How to identify the quality of melt-blown non-woven fabric?
Melt-blown cloth is a high-speed hot air flow to draw a thin stream of polymer melt extruded from the die orifice, thereby forming ultra-fine fibers and collecting them on the condensed screen or roller, and at the same time bonding themselves to become Melt-blown non-woven fabric. Melt-blown fabric mainly uses polypropylene as the main raw material, and the fiber diameter can reach 1 to 5 microns.
The production process of melt-blown cloth is mainly as follows: melt preparation → filtration → metering → melt extrusion from the spinneret → melt fine flow drafting and cooling → web formation. Meltblown cloth weight: 18g-500g, width: generally 160cm and 180cm (can also be determined according to customer needs)
The melt-blown cloth has many voids, a fluffy structure, and good fold resistance. The ultra-fine fibers with unique capillary structure increase the number and surface area of fibers per unit area, so that the melt-blown cloth has good filterability, shielding, heat insulation and Oil absorption.
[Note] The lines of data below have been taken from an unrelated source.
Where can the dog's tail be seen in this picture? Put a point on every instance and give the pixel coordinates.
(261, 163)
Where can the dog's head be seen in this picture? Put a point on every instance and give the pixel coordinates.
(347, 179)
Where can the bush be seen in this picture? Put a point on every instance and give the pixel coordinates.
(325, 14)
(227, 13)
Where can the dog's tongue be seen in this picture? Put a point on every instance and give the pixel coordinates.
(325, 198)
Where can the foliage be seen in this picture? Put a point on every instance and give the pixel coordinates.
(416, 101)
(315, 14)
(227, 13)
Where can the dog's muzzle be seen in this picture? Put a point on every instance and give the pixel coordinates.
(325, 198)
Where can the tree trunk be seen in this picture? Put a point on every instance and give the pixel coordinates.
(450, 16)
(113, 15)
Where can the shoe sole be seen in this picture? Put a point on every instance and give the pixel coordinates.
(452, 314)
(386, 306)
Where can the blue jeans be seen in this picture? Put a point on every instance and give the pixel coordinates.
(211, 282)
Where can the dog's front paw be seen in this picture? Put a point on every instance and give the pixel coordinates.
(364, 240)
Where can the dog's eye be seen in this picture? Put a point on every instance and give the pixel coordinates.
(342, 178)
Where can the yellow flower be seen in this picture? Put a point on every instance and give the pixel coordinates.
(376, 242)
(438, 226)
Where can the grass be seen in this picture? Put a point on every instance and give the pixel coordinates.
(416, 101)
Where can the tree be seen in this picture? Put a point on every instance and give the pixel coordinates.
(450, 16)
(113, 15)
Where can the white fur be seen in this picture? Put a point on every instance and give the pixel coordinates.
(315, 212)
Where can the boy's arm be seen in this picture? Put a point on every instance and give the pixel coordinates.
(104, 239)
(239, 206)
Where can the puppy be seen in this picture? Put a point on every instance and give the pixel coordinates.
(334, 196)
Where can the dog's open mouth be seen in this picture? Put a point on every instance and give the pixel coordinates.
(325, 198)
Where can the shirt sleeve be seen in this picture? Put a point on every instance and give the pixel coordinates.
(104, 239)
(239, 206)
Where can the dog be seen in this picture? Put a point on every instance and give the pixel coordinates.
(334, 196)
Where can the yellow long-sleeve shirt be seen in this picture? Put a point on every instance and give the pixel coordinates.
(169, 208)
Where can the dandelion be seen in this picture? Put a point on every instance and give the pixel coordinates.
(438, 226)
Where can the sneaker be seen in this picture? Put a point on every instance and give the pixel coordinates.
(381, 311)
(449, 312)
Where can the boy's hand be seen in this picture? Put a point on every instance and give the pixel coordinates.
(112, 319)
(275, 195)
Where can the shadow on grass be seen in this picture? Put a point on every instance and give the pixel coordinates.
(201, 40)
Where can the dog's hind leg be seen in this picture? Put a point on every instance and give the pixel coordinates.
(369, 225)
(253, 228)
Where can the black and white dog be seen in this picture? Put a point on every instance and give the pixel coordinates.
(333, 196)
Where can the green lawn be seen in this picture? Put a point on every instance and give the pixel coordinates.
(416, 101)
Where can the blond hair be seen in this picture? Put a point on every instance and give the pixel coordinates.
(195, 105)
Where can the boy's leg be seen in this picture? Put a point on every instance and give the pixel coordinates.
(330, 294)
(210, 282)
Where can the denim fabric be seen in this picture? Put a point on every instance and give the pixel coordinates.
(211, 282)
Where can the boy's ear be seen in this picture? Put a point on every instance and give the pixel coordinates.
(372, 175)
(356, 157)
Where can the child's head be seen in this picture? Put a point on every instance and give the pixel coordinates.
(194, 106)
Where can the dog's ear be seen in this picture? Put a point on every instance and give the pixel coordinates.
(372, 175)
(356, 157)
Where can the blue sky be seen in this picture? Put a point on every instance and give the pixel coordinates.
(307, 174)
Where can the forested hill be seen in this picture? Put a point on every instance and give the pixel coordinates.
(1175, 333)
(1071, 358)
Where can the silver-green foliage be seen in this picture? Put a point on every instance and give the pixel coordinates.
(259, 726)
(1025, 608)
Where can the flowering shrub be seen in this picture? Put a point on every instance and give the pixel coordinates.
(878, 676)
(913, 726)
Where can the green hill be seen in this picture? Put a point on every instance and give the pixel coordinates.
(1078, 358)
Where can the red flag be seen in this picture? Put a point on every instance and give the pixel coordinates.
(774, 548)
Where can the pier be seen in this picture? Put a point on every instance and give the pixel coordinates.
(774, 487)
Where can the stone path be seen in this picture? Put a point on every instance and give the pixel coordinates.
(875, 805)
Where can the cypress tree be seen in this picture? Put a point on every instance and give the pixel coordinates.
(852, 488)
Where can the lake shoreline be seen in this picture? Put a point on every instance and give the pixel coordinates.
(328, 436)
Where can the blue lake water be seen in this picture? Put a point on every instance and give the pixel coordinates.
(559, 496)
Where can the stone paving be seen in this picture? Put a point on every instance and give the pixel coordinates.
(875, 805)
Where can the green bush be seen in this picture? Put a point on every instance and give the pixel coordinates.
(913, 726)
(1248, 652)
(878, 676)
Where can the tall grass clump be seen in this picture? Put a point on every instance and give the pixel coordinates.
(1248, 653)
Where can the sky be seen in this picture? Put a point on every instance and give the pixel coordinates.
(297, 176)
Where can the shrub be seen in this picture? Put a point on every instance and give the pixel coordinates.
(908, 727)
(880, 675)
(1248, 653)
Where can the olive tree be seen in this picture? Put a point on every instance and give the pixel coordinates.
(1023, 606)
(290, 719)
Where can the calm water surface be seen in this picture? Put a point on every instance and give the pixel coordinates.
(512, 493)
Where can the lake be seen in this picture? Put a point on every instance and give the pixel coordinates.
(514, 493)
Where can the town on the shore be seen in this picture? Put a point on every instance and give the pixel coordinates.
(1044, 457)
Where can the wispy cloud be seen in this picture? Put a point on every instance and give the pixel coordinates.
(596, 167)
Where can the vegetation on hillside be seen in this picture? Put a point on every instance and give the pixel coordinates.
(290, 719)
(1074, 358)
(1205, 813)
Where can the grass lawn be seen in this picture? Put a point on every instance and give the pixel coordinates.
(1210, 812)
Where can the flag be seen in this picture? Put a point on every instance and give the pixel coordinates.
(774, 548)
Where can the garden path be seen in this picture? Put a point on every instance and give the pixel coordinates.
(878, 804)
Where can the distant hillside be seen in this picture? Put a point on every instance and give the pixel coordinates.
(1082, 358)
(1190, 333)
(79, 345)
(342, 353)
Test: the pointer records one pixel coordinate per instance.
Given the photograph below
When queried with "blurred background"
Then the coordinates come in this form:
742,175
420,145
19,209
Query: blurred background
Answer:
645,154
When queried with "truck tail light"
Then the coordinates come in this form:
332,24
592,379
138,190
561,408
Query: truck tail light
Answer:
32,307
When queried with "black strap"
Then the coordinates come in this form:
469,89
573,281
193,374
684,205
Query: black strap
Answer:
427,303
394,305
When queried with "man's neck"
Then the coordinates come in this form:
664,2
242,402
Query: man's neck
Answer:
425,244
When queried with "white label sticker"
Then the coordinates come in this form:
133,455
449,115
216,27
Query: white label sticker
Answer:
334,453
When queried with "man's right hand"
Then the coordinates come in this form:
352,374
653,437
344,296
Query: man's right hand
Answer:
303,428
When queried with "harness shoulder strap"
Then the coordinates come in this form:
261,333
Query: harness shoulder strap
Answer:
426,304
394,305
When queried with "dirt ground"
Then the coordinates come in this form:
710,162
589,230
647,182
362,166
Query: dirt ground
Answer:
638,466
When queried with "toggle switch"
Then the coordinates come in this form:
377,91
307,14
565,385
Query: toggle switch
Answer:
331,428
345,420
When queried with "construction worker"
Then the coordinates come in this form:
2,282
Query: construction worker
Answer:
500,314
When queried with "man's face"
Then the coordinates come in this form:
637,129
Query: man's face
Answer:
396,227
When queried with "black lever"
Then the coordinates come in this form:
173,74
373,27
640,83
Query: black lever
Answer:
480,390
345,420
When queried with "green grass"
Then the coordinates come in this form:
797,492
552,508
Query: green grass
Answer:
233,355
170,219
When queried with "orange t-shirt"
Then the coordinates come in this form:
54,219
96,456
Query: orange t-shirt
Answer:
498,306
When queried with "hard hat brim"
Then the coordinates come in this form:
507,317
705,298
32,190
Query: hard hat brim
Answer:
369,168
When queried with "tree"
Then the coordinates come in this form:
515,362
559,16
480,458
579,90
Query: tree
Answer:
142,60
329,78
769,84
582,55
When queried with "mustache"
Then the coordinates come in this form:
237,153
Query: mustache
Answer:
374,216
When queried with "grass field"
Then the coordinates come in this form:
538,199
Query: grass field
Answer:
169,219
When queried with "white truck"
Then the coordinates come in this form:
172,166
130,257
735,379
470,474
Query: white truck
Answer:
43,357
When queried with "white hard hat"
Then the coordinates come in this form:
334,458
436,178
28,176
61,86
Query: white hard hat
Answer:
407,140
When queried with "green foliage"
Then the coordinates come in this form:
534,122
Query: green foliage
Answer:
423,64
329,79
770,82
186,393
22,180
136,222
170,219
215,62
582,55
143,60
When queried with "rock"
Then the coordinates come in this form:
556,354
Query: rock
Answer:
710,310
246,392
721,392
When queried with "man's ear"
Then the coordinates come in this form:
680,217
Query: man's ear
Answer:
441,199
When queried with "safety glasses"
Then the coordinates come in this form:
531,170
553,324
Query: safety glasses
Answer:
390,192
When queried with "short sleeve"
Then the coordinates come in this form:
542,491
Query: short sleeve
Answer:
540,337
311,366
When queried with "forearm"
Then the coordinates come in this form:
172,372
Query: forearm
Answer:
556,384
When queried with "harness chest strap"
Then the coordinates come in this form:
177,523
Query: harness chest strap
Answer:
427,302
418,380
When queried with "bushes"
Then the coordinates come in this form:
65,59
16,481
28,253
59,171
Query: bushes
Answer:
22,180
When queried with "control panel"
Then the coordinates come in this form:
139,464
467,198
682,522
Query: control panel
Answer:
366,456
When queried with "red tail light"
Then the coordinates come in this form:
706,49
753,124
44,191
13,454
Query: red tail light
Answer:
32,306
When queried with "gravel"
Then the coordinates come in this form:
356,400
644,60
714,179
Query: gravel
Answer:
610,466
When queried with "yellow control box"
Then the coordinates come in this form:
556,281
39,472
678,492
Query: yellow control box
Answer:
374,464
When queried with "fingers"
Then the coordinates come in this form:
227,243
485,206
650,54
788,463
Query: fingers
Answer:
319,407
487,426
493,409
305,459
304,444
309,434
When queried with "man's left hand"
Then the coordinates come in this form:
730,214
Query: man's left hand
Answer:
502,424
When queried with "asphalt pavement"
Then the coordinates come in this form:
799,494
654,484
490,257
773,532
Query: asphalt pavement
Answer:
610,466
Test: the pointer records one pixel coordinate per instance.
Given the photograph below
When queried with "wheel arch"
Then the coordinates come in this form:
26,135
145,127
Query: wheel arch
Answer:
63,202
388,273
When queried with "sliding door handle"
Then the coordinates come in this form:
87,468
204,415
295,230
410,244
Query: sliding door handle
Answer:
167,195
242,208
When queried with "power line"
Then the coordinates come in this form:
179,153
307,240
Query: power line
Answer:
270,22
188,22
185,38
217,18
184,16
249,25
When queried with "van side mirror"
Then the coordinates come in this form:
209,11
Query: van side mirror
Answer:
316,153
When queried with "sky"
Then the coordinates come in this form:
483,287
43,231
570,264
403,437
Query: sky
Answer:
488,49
It can be used in the fields of air, liquid filtration materials, insulation materials, absorption materials, mask materials, thermal insulation materials, oil-absorbing materials and wipers.
Meltblown cloth is the core material of masks. Medical masks and N95 masks are composed of spunbond layer, meltblown layer and spunbond layer. Among them, spunbond layer and meltblown layer are made of polypropylene PP material.
The protective mask needs to have at least three layers, both sides are spunbonded nonwoven fabrics, and the melt-blown nonwoven fabrics (that is, melt-blown fabrics) satisfying the weight in the middle. The inferior products of the two layers of the mask can be easily judged by observation, but the three layers are not that easy.
Simply put, a good meltblown fabric looks white rather than transparent due to its sufficient weight, and it has a clear difference from the spunbond nonwoven fabric on both sides (straightly speaking, it looks like paper, but fire It won't light, it will drop into black but there will be no flames burning). If the middle layer looks indistinguishable from both sides (uncommon), then it is not a meltblown cloth. If it looks different but is obviously thin, it is a melt-blown cloth with a small weight. The thinner the meltblown cloth, the worse the effect. The difference between medical (nursing) masks and medical surgical masks is here. And the same is a medical (nursing) mask, but also different in thickness.
Meltblown fabric is a type of nonwoven fabric, which is also called nonwoven fabric, so what are the characteristics of meltblown fabric?
Spunbond non-woven fabrics are not easy to tear and will not get into hands due to static electricity. Qualified melt-blown non-woven fabrics are obviously easy to tear, and will be stained by static electricity.
Spunbond non-woven fabrics and melt-blown non-woven fabrics are polypropylene products with little difference in combustion.
Use the melt-blown cloth that is close to white to be similar to the paper towel material, and use the classic effect to distinguish the spunbond non-woven cloth from the qualified melt-blown non-woven cloth.
The above are just some of our simple testing methods. Whether the melt-blown cloth really meets the requirements for mask use requires professional testing equipment to identify. General routine test items, particle over-rate efficiency test, bacterial over-rate efficiency tester, ventilation resistance test and other test items.